アナザー

アナザー01 人間をやめた少女

(確実に生き延びるためには、やっぱりこっちだ)


 結紘は気持ちを定めて迷わず足を踏み出した。攻撃の巻き添えを受けないように気をつけながら少女のもとへ走り寄る。


「俺、君と行くよ」


 そう声をかけた相手は、金髪の少女だった。

 彼女はこちらをチラ見して小さく頷く。視線は対峙するもう一人に向けられたままだ。


「わかった。貴方、連れて行く」

「ちょっと、どうしてそうなるのよ! 人類裏切る気!?」

「そう言われてもこっちだって命がけなんだ。仕方ないだろっ」


 飛んで来た言葉に思わず反論し、さり気なく少女の後ろに隠れる。情けないけどこっちは丸腰だ。幸い少女は気にした様子もなく庇ってくれた。
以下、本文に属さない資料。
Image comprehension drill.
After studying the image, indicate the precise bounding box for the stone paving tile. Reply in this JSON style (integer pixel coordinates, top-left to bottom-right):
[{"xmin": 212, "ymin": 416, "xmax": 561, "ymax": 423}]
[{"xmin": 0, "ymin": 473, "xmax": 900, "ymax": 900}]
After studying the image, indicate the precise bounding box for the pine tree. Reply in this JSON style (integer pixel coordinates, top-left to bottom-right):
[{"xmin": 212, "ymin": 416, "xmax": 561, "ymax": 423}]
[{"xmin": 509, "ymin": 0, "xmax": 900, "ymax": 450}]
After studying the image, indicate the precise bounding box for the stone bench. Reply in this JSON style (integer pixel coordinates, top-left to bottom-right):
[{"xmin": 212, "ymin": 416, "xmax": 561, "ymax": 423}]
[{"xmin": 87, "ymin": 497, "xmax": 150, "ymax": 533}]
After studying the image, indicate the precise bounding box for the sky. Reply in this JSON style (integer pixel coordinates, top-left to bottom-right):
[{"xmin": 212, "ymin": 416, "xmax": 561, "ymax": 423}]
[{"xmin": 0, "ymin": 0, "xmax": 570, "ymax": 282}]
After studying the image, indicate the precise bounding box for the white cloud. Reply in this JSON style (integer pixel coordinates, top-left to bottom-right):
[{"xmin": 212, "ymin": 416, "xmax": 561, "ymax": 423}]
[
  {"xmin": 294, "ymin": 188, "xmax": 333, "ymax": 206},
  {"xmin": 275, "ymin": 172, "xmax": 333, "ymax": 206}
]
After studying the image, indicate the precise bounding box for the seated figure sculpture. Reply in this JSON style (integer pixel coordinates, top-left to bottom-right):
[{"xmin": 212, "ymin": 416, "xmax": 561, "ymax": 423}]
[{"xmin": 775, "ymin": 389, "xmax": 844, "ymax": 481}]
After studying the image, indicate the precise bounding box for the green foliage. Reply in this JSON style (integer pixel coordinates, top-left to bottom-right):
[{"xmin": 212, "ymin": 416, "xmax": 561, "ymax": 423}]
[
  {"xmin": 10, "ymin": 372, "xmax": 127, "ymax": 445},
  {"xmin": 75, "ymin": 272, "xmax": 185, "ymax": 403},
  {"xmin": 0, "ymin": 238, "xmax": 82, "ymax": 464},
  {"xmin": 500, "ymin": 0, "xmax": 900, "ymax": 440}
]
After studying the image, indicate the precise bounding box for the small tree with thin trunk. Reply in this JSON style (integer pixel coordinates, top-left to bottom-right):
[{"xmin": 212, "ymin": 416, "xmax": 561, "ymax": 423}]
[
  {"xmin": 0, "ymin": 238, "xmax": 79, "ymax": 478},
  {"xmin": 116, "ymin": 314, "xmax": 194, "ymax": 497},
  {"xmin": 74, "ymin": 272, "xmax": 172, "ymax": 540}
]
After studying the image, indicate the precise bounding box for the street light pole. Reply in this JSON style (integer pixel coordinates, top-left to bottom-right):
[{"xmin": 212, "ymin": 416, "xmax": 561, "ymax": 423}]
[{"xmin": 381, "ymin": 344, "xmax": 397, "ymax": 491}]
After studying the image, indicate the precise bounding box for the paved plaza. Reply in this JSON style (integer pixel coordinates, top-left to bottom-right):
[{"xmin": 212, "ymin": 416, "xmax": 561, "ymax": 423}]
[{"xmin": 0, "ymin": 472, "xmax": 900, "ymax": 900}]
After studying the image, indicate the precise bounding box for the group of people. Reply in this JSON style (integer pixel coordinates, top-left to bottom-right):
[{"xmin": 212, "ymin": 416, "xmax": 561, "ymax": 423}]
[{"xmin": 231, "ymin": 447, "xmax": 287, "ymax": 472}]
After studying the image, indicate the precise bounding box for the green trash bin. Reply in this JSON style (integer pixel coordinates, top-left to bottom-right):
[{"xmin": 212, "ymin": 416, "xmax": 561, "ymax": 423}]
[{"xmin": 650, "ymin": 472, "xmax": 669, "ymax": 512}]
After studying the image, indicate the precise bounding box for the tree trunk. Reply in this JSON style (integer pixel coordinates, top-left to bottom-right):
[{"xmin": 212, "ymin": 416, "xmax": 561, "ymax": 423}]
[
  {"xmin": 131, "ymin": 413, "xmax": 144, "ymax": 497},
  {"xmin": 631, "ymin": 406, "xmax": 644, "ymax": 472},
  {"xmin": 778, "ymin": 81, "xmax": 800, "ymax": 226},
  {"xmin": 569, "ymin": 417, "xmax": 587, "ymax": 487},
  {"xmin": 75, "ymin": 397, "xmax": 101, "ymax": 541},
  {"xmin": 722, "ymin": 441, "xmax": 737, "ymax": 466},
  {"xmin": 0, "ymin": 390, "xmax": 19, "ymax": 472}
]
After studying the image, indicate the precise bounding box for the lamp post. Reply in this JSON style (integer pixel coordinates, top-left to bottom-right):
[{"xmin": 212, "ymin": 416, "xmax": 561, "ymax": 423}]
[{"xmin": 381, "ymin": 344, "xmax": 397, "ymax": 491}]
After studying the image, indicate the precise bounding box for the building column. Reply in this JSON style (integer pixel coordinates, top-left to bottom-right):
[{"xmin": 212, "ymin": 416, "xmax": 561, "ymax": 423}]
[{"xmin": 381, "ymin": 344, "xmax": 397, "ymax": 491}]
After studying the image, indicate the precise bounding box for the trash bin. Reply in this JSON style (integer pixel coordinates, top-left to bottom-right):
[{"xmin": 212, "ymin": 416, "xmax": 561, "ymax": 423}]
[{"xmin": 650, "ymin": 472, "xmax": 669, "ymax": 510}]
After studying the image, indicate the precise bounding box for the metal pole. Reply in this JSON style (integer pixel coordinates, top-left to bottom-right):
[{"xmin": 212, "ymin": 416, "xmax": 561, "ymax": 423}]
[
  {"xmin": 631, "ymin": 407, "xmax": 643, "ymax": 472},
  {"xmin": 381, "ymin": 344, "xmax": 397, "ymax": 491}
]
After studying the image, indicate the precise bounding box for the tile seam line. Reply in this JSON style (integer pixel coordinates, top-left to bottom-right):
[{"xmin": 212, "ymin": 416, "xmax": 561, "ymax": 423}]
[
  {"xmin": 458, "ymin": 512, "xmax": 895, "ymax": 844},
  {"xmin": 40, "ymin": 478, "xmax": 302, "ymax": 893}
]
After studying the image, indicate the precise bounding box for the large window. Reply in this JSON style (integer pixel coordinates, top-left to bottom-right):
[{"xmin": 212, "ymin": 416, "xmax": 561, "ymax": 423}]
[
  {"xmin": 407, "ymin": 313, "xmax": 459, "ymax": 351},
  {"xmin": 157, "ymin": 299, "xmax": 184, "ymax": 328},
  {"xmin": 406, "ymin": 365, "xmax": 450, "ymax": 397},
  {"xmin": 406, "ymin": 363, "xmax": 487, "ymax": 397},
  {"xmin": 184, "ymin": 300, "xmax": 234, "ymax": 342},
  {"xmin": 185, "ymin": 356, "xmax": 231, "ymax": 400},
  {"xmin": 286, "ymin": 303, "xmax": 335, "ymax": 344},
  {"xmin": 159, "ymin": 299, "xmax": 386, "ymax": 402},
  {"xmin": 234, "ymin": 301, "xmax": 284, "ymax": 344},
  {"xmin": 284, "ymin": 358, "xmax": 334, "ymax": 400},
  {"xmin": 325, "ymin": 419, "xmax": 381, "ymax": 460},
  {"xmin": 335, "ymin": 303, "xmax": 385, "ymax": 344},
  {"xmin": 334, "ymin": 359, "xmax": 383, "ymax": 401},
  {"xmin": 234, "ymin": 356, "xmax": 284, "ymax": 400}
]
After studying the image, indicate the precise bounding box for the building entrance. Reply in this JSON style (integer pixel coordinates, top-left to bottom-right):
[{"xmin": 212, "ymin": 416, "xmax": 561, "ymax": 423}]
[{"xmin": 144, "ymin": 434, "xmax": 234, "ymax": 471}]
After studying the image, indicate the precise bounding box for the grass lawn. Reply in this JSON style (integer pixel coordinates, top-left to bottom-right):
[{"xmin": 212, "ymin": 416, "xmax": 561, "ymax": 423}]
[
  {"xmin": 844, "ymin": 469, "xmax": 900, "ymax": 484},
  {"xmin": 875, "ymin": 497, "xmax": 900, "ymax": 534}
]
 そっと後ろ姿を見る。こんな荒れ果てた場所に立っている姿すら美しい。外光を浴びた金髪が輝いていて綺麗だ。彼女は体術を使う拳闘士スタイルらしかった。


 怒り心頭といった雰囲気の少女が襲い掛かる。

 銃剣を振りかざし、距離をとっては銃弾を浴びせ、金髪の彼女の攻撃を受け流す。白熱した戦いが繰り広げられる中、不意にあらぬ方向から声がかかった。少年の声だ。


「ラオムさん、何やってるんですか」

「ん、カロス」


 継戦しながら会話は続く。

 結紘が声のするほうを見やれば、上階からこちらを見下ろす小さな人影が見えた。やっぱり少年だった。小学生くらいの男の子だろうか。どうやら彼女の仲間っぽい。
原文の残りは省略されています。